How to perform a lumbar puncture
In this article series we aim at highlighting the current state of knowledge and the latest developments in the field of Alzheimer’s disease (AD) testing. This chapter lists recommendations for the performance of a lumbar puncture, necessary to collect your CSF samples.
Other articles in this series:
- Altered proteins in brain neurodegenerative diseases
- Using CSF biomarkers to link pathology and clinical presentation
- Handling and transportation of CSF samples
- CSF biochemical pattern interpretation
- Aβ deposition and clearance: a key feature of ageing brain
- New criteria for Alzheimer’s disease
In collaboration with Prof. Claire Paquet (Neurologist, Center for Cognitive Neurology, Lariboisière Fernand Widal Hospital - APHP - Paris Diderot University, France) we have produced a short, pocket-sized leaflet that explains the basics of how to perform a lumbar puncture.
Download the Practical guide for lumbar puncture here
We also recommend you watch this video tutorial created together with Prof. Claire Paquet:
How to prevent side effects
Post-lumbar puncture headache (PLPH) is best explained by spinal fluid leakage due to delayed closure of a dural defect but there is no link between the quantity of collected CSF and the risk of PLPH.
The use of an atraumatic Sprotte needle reduces the incidence of post-lumbar puncture headaches.
Different needle designs are available. Cutting bevel needles (standard Quincke and Yale) are the standard needles with a medium cutting bevel and an orifice at the needle tip. Atraucan, Pecan, Sprotte, and Whitacre needles are noncutting, pencil-point, and atraumatic needles.
Among patients who had a lumbar puncture, atraumatic needles are associated with a decrease in the incidence of post-dural puncture headache and in the need for patients to return to the hospital for additional therapy, and had similar efficacy to conventional needles.
Conventional needles
Medium (23G-24G) cutting bevel needles are most frequently used in clinical practice. Different hubs with size marking and cannulas of varying diameters and lengths can be used for different patients’ needs (e.g., for overweight patients).
Needle characteristics based on needle length, size, and design
(systematic literature review 2016; consensus guidelines 2017)
History of atraumatic needles
In 1890 H.I. Quincke invented the Quincke cannula - lumbar puncture has become an established part of neurological diagnosis since then. In 1979 the first atraumatic cannula, developed by Prof. Sprotte, was launched.
Atraumatic needles allow better fluid flow while at the same time reducing the incidence of post-lumbar puncture headaches, therefore, they decrease post-puncture morbidity and improve the efficiency of diagnosis.
The closed, ogive-shaped cannula tip displaces tissue during puncture rather than cutting it (compared to the cutting tip of the traumatic cannula). The lateral eye has rounded edges, and is sealed precisely by the stylet during puncture. After the retraction of the cannula, the multi-layered texture of the dura of collagen and elastic fibers closes again.
The surfaces of the atraumatic cannula are polished and free from burrs. This enables the atraumatic cannula to be positioned very accurately, while the smooth inner surface of the cannula optimizes fluid reflux.

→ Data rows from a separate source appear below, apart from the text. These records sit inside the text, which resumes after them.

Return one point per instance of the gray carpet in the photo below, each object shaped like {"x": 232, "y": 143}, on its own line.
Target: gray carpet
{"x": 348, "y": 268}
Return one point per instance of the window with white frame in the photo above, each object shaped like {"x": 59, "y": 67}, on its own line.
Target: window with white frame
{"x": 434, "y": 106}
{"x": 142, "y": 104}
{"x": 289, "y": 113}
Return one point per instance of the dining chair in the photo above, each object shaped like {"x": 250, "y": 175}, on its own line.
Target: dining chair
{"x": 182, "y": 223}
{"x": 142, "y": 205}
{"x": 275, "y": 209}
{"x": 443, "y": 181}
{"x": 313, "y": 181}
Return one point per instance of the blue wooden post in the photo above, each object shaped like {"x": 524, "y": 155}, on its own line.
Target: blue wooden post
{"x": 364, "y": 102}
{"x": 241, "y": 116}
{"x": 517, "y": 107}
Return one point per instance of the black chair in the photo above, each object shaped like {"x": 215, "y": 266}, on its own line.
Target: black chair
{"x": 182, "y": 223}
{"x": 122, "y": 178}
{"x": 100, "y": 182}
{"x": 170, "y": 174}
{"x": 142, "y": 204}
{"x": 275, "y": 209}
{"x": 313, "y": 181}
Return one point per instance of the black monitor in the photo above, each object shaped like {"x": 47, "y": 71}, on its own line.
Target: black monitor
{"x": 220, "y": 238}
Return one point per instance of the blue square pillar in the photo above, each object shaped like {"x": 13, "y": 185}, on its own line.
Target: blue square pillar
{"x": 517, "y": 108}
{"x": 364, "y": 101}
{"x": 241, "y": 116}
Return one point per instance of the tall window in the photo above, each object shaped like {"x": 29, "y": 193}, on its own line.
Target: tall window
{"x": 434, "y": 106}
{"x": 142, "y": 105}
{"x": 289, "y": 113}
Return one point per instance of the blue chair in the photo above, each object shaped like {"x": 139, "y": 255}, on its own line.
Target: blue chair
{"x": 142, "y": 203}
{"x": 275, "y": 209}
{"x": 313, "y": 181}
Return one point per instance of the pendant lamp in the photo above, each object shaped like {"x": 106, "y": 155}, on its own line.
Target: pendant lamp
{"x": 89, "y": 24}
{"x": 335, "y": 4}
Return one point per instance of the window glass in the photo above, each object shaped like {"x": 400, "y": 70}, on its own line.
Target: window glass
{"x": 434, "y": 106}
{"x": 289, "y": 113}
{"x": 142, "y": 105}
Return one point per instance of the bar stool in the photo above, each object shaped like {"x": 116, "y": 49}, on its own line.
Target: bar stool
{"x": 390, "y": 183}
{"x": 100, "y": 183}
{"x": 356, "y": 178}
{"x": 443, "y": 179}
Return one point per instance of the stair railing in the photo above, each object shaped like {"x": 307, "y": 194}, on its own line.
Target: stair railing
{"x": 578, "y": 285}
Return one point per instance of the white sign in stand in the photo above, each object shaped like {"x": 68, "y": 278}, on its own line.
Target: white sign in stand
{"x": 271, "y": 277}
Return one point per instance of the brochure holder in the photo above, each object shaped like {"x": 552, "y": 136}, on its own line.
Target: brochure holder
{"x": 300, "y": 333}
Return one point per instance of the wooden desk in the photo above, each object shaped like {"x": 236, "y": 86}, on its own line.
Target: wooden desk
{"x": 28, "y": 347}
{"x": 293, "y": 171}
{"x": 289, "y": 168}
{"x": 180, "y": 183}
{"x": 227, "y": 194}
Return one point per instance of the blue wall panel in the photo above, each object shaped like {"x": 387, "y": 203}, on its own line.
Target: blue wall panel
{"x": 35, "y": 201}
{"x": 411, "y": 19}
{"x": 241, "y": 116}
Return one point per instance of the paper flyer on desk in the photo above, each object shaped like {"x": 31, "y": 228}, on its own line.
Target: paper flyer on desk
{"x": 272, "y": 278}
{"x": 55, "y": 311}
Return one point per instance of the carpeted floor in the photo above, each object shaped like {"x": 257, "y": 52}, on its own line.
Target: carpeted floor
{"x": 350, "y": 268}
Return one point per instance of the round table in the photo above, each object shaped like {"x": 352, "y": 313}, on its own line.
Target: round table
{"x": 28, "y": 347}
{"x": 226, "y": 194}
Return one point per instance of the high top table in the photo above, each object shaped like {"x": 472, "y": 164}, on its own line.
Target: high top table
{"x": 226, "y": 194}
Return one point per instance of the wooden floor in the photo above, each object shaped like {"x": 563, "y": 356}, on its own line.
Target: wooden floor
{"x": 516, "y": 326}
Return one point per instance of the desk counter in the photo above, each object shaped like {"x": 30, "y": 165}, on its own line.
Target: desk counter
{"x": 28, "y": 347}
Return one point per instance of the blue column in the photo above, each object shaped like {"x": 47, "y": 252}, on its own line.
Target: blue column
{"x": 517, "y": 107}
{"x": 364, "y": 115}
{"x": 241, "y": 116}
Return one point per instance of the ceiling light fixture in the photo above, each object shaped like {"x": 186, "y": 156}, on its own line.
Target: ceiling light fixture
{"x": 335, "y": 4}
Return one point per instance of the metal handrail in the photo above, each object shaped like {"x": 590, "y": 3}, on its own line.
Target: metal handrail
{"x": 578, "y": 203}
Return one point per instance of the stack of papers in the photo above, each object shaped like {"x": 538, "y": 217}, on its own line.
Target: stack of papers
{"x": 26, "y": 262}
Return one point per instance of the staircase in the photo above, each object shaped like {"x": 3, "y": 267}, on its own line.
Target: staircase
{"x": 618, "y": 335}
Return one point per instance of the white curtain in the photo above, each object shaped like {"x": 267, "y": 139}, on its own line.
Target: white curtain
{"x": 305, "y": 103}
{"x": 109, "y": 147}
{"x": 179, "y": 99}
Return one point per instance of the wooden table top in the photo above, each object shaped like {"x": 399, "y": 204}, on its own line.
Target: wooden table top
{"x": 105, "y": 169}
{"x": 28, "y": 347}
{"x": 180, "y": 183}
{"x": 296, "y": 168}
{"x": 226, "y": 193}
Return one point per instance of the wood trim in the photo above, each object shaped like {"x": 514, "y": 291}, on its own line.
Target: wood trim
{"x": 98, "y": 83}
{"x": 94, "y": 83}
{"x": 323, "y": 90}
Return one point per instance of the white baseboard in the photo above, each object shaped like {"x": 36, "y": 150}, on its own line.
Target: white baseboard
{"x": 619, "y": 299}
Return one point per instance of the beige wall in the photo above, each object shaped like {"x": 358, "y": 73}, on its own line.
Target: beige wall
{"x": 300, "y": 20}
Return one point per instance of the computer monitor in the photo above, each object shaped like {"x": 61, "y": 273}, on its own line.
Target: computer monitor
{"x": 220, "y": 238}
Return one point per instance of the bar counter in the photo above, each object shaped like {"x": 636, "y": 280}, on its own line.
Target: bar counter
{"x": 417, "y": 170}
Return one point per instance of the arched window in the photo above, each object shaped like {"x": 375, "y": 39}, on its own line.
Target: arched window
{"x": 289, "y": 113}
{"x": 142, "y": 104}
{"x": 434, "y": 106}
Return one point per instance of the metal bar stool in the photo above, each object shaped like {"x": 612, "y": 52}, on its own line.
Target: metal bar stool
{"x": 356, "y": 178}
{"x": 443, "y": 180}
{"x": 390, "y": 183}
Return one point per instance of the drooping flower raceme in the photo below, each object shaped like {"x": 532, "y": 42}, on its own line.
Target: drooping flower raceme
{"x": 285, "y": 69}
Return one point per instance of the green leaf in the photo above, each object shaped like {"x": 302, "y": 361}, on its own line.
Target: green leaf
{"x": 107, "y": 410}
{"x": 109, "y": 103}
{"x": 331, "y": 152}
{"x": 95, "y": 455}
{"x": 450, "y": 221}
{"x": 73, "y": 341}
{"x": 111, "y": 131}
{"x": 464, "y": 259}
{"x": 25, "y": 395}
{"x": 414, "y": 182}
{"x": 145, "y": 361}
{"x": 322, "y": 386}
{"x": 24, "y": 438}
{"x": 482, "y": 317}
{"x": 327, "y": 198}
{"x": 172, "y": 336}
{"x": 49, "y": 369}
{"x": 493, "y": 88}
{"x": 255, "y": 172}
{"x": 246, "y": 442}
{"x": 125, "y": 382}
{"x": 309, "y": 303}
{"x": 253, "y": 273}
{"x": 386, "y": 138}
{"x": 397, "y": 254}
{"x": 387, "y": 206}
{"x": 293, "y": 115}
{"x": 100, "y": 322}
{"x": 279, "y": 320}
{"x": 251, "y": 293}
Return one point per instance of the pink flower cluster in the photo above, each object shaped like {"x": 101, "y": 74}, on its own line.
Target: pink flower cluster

Since 2005 the American Academy of Neurology (AAN) recommends the use of atraumatic needles (level A recommendation) for spinal anesthesia as well as for diagnostic lumbar puncture since there is firm scientific evidence of the benefits of atraumatic puncture of the fluid space.
A study from 2012 involving direct comparison between traumatic and atraumatic cannula, confirms the superiority of the atraumatic cannula. Post-lumbar puncture headache was much less common in patients treated with an atraumatic cannula.
Bibliography
- Atraumatic versus conventional lumbar puncture needles: a systematic review and meta-analysis. Nath S, et al. Lancet. 2017; 391(10126): 1197-1204. Review.
- Consensus guidelines for lumbar puncture in patients with neurological diseases. Engelborghs S, et al. Alzheimers Dement (Amst). 2017; 8: 111-126.
- Lumbar puncture in patients with neurologic conditions. Babapour Mofrad R, et al. Alzheimers Dement (Amst). 2017; 8: 108-110.
- Introduction of Sprotte needles to a single-centre acute neurology service: before and after study. Vakharia VN & Lote H. JRSM Short Rep. 2012; 3(12): 82.
- Lumbar Puncture: It Is Time to Change the Needle? Lavi R, et al. Eur Neurol. 2010; 64: 108-111. Review.
- Assessment: prevention of post-lumbar puncture headaches. Report of the Therapeutics and Technology Assessment Subcommittee of the American Academy of Neurol. Evans RW, et al. Neurology. 2000; 55(7): 909-914. Addendum: Neurology. 2005; 65(4): 510-512.
- Standard vs atraumatic Whitacre needle for diagnostic lumbar puncture: a randomized trial. Lavi R, et al. Neurology. 2006; 67(8): 1492-1494. Randomized Controlled Trial.